Last week, I posted our 2020 Outlook, which focused on the futility of trying to predict the future and the understanding of the current market risks headed into the next decade:

“The reality is that we can’t control outcomes. The most we can do is influence the probability of certain outcomes through the management of risks, and investing based on probabilities, rather than possibilities, which is important to capital preservation and investment success over time.

So, as we head into 2020, here is a short-list of the things we are either currently hedging portfolios against, or will potentially need to:

  1. China fails to comply with the terms of the “Phase One” trade deal, which reignites the trade war.
  2. Earnings growth fails to recover, and valuations finally become a concern for the markets.
  3. Corporate profits, which have been essentially flat since 2014, deteriorate due to slower economic growth both domestically and globally.
  4. Excessively high consumer confidence converges with low levels of CEO Confidence as employment begins to weaken.
  5. Interest rates rise, which trips up heavily leveraged consumers and corporations.
  6. Investors become concerned about excess valuations.
  7. A credit-related event causes a market liquidity crunch. (Convent-Lite, Leveraged Loans, BBB-rated downgrades all pose a potential threat)
  8. The Fed’s “repo-crisis” continues to grow and turns out to be something much more significant.
  9. Similar to 2016, a shocking election result.”

However, while the media looks to every headline as a reason to buy stocks, the reality is investing is about both the buying and the selling.

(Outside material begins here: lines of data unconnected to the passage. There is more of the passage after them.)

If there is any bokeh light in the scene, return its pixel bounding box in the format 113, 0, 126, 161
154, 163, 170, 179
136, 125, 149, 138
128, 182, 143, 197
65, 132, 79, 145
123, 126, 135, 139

As an investor, advisor, or portfolio manager, it is important to become divorced from day-to-day headlines, and focus on the investment process and risk management of portfolios. A good place to start is by looking at the wisdom of other successful investors and learning from their experience.

These wisdoms were born out of years of mistakes, miscalculations and trial-and-error. Of course, what made them all successful was the ability to learn from their mistakes and capitalize on that knowledge in the future. Experience is an expensive commodity to acquire which is why it is always cheaper to learn from the mistakes of others.